One of the big pieces of advice is to avoid falling back on easy (and often inaccurate) stereotypes as much as possible. As memorable as Jack Nicholson's advice on writing women is - a man minus reason and accountability - it's a formula based on thin (not to mention sexist) stereotypes that leaves your characters flat and cartoonish. As a reader, it's a mood killer. As an author, I mentally try to tune in to the voice of the character (inner and outer) to get a sense of their personality, and allow that to guide their behavior. Usually it's a modified extension of my own voice, but relying more on the feminine side of my personality - not that I'm trans, but we all have male and female aspects of our personalities according to Carl Jung and other old-school psychiatrists. If I can't hear their voice clearly, or don't believe in it, then I can't write them realistically.
I read one story recently where the female protagonist is admiring herself in a mirror (yeah that cliche), and claims to have "the sexiest ass ever!" Fucking hell! EVER! I stopped reading right there. First of all, it takes a pretty self-obsessed character to spend that much time staring at their body in a mirror for no other purpose than to look at it. When they do, it's usually with more ciritcality than admiration - "Is that a pimple?" "Do my thighs still look okay?" "Am I getting fat?" "Are my breasts too asymmetical?" We (people in general) are far more attentive to our shortcomings than the positive aspects of ourselves. It's just basic human nature, and that encompasses women as well as men. Even if there are parts of their body that they're proud of, it might be "Well, at least my ass still looks good," but I doubt anyone thinks to themselves, "I have the sexiest ass ever!" A guy might say that if he was bragging about some hot chick he banged, but I doubt most women (or men) would have that thought about themselves.

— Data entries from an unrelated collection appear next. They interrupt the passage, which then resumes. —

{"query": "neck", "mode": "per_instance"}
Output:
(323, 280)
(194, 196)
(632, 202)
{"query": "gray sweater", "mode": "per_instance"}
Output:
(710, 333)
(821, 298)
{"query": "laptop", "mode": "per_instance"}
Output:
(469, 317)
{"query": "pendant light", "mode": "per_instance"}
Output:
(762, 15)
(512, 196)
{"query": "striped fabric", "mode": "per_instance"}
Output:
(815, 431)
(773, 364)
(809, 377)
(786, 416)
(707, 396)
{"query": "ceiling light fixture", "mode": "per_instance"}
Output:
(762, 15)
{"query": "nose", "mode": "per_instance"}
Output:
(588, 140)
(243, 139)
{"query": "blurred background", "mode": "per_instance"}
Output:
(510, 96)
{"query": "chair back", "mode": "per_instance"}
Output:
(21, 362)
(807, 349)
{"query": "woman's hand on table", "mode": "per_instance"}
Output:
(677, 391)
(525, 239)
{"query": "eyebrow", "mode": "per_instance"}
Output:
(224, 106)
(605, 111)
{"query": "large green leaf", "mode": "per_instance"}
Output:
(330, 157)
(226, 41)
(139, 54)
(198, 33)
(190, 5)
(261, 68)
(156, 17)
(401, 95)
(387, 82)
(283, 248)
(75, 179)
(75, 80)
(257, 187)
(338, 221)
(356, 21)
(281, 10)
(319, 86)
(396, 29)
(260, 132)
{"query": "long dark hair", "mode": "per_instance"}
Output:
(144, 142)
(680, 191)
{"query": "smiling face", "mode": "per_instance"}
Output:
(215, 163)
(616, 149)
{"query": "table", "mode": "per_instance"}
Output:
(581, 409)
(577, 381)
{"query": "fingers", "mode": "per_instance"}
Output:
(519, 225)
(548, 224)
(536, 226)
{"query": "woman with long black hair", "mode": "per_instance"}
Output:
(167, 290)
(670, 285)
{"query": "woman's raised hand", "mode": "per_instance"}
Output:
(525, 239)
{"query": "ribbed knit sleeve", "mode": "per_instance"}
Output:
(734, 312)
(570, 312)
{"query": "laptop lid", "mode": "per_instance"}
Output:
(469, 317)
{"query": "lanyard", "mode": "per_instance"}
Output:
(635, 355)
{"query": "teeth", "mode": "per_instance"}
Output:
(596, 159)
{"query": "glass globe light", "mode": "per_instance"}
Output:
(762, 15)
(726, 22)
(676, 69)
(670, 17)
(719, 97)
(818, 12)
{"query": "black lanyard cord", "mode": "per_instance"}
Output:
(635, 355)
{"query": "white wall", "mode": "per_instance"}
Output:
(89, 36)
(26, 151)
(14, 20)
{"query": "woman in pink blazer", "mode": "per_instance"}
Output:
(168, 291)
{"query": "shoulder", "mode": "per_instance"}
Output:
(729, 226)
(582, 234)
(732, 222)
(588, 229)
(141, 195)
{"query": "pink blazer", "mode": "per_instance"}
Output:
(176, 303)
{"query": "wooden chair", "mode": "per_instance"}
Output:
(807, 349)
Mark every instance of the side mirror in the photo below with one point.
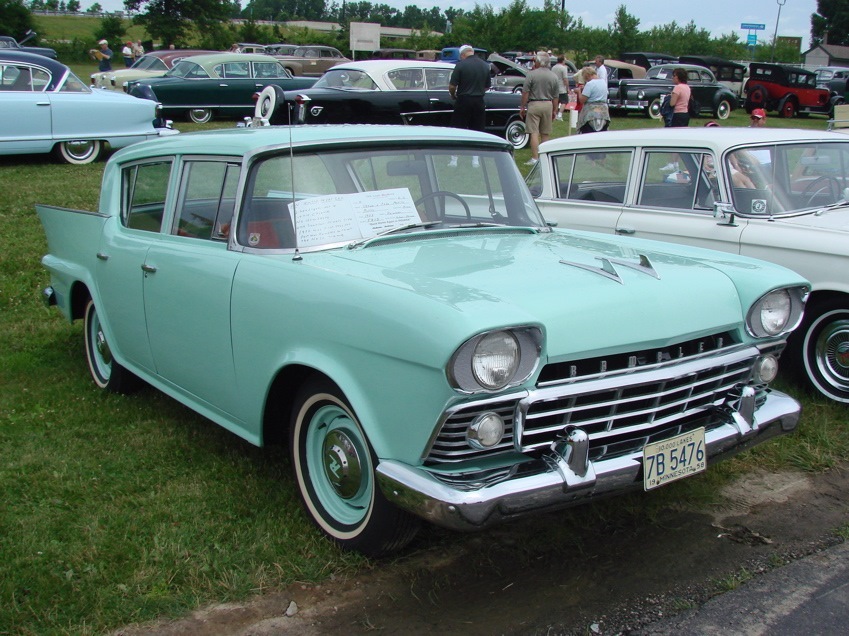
(726, 211)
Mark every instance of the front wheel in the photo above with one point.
(80, 152)
(335, 473)
(825, 348)
(105, 370)
(653, 111)
(723, 109)
(516, 134)
(200, 115)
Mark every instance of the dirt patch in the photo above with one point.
(609, 580)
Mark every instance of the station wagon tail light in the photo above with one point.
(777, 312)
(494, 360)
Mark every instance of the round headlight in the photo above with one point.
(774, 312)
(765, 369)
(485, 431)
(495, 360)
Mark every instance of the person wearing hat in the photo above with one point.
(103, 56)
(469, 80)
(758, 118)
(127, 52)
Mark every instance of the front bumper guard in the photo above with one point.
(566, 477)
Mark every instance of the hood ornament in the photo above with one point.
(608, 270)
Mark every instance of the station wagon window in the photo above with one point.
(208, 196)
(437, 79)
(679, 180)
(406, 79)
(593, 176)
(269, 70)
(233, 70)
(144, 190)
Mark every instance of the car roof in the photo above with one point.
(379, 67)
(242, 141)
(717, 138)
(210, 60)
(54, 66)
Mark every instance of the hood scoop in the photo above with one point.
(608, 270)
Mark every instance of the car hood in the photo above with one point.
(555, 279)
(831, 220)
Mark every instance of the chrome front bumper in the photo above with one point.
(557, 482)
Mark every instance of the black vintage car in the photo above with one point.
(644, 95)
(413, 92)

What was happening was that the author was trying too hard to write from a female perspective, but their concept of femininity was based on bullshit Hollywood (and/or porn) tropes and cliches. The truth is, women - most of them - are not unreasonable, nor unaccountable, nor superficial, nor self-obsessed narcissists, nor emotionally volatile neurotics. We see these cheap archetypes over and over again, and they've always been laughable caricatures, not realistic portrayals. So try to make them feminine, but don't try too hard to make them very different from yourself that they become these outlandish alien creatures.